In humans, there is also protein kinase, which is activated by mitogens from the destructive effects of the external environment, such as oxidative stress, accumulation of DNA damage, carcinogens and viruses. Phosphorylated activated mitogenic protein kinases were found in all SARS- CoV-infected cells. A number of studies confirm that there is a direct link between oxidative stress and congenital immune damage, and that this mechanism is one of the main causes of lung tissue damage in SARS-CoV-2. Thus, those who have a deletion of the ncf1 gene that stimulates the formation of ROS and do not have Toll-like receptor-4 (TLR4) which activates innate immunity, have a natural resistance to respiratory viruses, including SARS COVID virus.
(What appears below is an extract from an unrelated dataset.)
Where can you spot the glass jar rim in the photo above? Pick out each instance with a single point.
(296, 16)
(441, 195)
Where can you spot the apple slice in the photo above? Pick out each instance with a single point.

This is explained by the fact that organisms with such changes in the body do not produce oxidized 1-palmitoyl- 2-arachidoinyl-phosphatidyl choline, which stimulates the formation of cytokines by macrophages and activates damaging mechanisms. It is also known that 3CLpro protease of SARS-CoV induces apoptosis in human promonocytes by increasing the formation of ROS. Occurrence of oxidative stress and activation of transcription factor NF-KB can lead to severe lung damage. In vivo oxidative stress, 3CLpro activates NF-icB-factor but inhibits protein-1-dependent transcription, so ROS-induced transmission of 3CLpro- stimulated NF-KB signal may have played a leading role in the pathophysiology of SARS-CoV-2 infection [13]. This is because the activation of the phosphatidylinositol-3-kinase/ protein kinase pathway by various viruses during latent or chronic infections allows infected cells to avoid apoptosis, which in turn contributes to the spread of the virus in the body.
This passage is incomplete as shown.